Egypt is among those cash-strapped countries rushing to avail the International Monetary Fund’s (IMF) emergency loans, signing a deal last month to borrow $2.8 billion to boost its rapidly falling foreign currency reserves. It’s also in talks to take an additional $5 billion in a standby IMF loan.
Problems on multiple fronts
Even before the pandemic struck, Egyptians were feeling the pain of austerity measures implemented after a 2016 loan deal with the IMF.
Nearly one third of the people in the Middle East’s most populated country live below the poverty line - many dependent on government handouts.
Anger and frustration over a lack of jobs, political repression and corruption erupted into scattered protests late last year when reports emerged that Sisi and his aides spent money on luxuries while their people suffered.
Egypt has devalued its currency, increased taxes and raised the price of electricity as part of the austerity drive.
The corona effect
The pandemic has hit key drivers of the Egyptian economy.
For instance, the tourist industry, which employs 1 in 10 Egyptians, has almost come to a standstill and there’s little hope that Europeans will flock back to the pyramids anytime soon. Last year, tourism accounted for $13b billion or five percent of its GDP.
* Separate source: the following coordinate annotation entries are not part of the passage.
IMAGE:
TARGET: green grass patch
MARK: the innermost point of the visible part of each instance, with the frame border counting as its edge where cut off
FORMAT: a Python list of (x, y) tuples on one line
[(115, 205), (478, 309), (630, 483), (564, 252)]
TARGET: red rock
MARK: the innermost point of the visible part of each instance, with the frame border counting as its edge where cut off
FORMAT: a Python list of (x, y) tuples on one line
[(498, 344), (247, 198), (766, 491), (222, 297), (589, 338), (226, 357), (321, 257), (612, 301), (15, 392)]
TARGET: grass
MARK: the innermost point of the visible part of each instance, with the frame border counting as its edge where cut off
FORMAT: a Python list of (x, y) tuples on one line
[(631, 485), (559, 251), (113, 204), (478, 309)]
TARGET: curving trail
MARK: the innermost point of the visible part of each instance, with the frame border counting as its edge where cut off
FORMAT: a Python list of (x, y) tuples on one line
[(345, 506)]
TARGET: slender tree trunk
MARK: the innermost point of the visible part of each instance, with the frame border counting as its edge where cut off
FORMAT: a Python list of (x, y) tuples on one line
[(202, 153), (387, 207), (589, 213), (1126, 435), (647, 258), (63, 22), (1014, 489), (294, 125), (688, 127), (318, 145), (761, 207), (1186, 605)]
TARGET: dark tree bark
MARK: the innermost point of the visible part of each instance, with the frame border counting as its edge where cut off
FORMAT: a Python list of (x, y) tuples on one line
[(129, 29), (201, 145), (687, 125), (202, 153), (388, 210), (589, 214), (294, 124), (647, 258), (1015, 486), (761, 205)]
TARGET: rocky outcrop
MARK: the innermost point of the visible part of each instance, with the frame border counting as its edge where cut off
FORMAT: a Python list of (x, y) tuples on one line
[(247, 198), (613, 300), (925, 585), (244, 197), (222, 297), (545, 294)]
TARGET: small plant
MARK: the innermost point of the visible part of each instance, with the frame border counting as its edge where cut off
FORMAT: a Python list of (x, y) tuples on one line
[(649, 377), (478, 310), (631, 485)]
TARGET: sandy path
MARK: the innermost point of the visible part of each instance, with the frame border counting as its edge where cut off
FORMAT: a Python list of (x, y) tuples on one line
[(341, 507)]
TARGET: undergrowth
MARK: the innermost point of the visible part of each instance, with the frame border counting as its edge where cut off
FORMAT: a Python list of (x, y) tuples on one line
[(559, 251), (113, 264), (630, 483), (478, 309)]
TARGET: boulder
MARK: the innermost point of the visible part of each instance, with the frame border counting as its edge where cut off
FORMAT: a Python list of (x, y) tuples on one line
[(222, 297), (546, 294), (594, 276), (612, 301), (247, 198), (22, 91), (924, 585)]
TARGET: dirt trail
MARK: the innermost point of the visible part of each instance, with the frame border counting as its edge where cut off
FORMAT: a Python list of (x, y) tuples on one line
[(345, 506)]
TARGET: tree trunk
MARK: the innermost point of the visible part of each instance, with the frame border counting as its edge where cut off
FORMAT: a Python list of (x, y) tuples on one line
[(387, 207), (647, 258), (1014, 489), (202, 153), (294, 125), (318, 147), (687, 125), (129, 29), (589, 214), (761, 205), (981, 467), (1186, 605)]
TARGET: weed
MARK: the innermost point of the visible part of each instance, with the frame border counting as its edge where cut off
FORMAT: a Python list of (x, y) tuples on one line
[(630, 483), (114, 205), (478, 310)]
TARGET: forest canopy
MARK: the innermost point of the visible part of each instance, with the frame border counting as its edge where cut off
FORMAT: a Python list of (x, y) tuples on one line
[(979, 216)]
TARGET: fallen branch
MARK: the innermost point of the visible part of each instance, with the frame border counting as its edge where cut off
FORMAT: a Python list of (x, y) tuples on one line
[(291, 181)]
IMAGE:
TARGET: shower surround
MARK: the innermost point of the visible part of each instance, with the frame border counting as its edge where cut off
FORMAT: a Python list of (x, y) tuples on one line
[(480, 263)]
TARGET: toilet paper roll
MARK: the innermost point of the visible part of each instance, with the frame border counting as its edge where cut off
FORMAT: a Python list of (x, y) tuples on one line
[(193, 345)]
Gas exports, which have helped fuel economic growth, have taken a hit. Prices have now crashed with little recovery in sight and this jeopardises Sisi’s grand ambition of making Egypt an export hub.
The World Bank has already indicated that remittances will slow down as people lose jobs as a repercussion of the shutting of businesses.
Even though Egypt doesn’t rely as much as other countries on remittance income, expats sent home $27 billion last year, making up nine percent of the GDP.
What should be concerning for policymakers is the fact that more than 50 percent of the expat workforce is employed in Gulf countries where widespread layoffs have been reported.
Informal sectors make up nearly half of the economy, employing millions of people at construction sites and farms. The extent of the fallout of the pandemic on this vulnerable segment from the reduction in both trade and purchases, remains unclear - but it certainly will not be positive.
Income from the Suez Canal, which brings in around $6 billion a year, is going to decline as international trade has slowed. Also, cheaper fuel means ships are taking the longer route around Africa.
All of these difficulties will put pressure on Sisi’s government to raise adequate funds to support an already agitated population.
“Government spending will rise considerably in coming months given the recently announced stimulus and bailout package of approximately 100 billion Egyptian pounds,” says Davis. This will increase the fiscal deficit, she says.
Next year’s economic growth is expected to be a negative 4 percent.
“Although we expect the slow easing of restrictive measures in coming weeks to support the economy, the upward trajectory of coronavirus cases, coupled with policy uncertainty, poses a significant risk to our outlook,” says Davis.